España se ha convertido
en el paraíso de la delincuencia patria y foránea. Existen leyes, las precisas,
pero solo significan un freno para el ciudadano de a pie. Los demás, políticos,
financieros, comunicadores, instituciones, quedan libres de cumplirlas. Tenemos
un país de largos tentáculos e inseguridad jurídica. Semejante escenario nos
lleva a dos salidas tan iguales que podrían confundirse. Quienes nacimos en los
cuarenta y cincuenta del siglo pasado, muchos, añoramos el franquismo; una
dictadura menos liberticida, corrupta y arbitraria de lo que algunos pregonan
sin haberla vivido. Cierto, cada cual cuenta la feria según le va en ella pero
yo empecé mi magisterio con veinte años y lo dejé con sesenta. Franco no me
regaló nada ni viví a la sopa boba. Otros que ahora lo mortifican (prole
inclusive) vegetaron a su sombra. Son aquellos que, ayunos de ortodoxia, saben
nadar y guardar la ropa. Constituyen legión. Mientras una gran mayoría está
pasando tribulaciones, los de siempre siguen vegetando al cobijo de parejo poder
pero con diferente glosario. ¡Cuánta mentira!

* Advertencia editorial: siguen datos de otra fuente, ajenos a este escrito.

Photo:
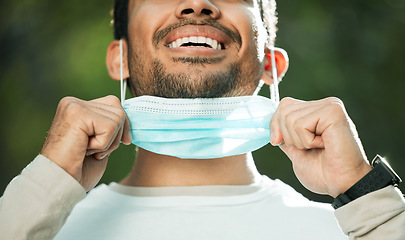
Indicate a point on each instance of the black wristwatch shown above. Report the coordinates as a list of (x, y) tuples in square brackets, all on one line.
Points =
[(379, 177)]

Pese a mi actual vehemencia,
rebeldía, indignación, jamás votaría a Podemos. Es verdad, asimismo, que
ninguna otra sigla conseguiría convencerme de nada salvo vuelco total. Creeré
únicamente en el próximo (prójimo), en quien navega al lado, en quienes sufren
los vicios inmundos de aquellos que se dicen servidores. Y a fe que lo son: se
sirven para ellos; a lo más, también para sus adláteres. Ya lo dije, soporto
muchos años, demasiada experiencia y suficiente sentido común, para caer en las
garras de cuatro aventureros totalitarios. La gente joven sí, ellos beben los
vientos por lo nuevo, por esa seducción irreflexiva que produce cualquier
repique revolucionario. Así acabará esta sociedad, dividida entre franquismo
(sus secuelas) y populismo (sus brotes). Menudo consuelo tras cuatro décadas de
democracia insustancial, mancillada.
Unos y otros,
confabulados -ignoro si con plena consciencia- han robado (no encuentro epíteto
más suave) tres mil millones de euros quebrando toda probabilidad de reparación.
No importa, que sí, las pérdidas individuales sino el descrédito, que irá
haciendo mella dentro y fuera, cuyo valor intrínseco ha merecido desprecio, olvido.
Si los pequeños accionistas (nutriente consuetudinario y paganos en alto
porcentaje) huyen despavoridos ¿qué ocurrirá en el futuro con el mercado de
valores? Rememoro una falacia insistente: la progresión del sistema impositivo,
esa propaganda estéril de que con ellos pagarán los ricos. Luego callan que la
renta sale de los bolsillos de trabajadores y pensionistas. Es lógico que se
atisbe a Podemos -o al franquismo- cuando somos arrebatados por deseos
destructivos, igualitarios, aberrantes: “o jugamos todos o rompemos la baraja”.
Anhelos que afloran del hartazgo y alimentan neciamente políticos incapaces,
iletrados, estúpidos.
Pese a mi carácter, no
puedo dejarme llevar por el optimismo insensato. Precisamos en este momento de
un realismo pragmático, constructivo: El sistema con semejante ensamblaje no
aguanta, vamos abocados al abismo. Reaccionemos.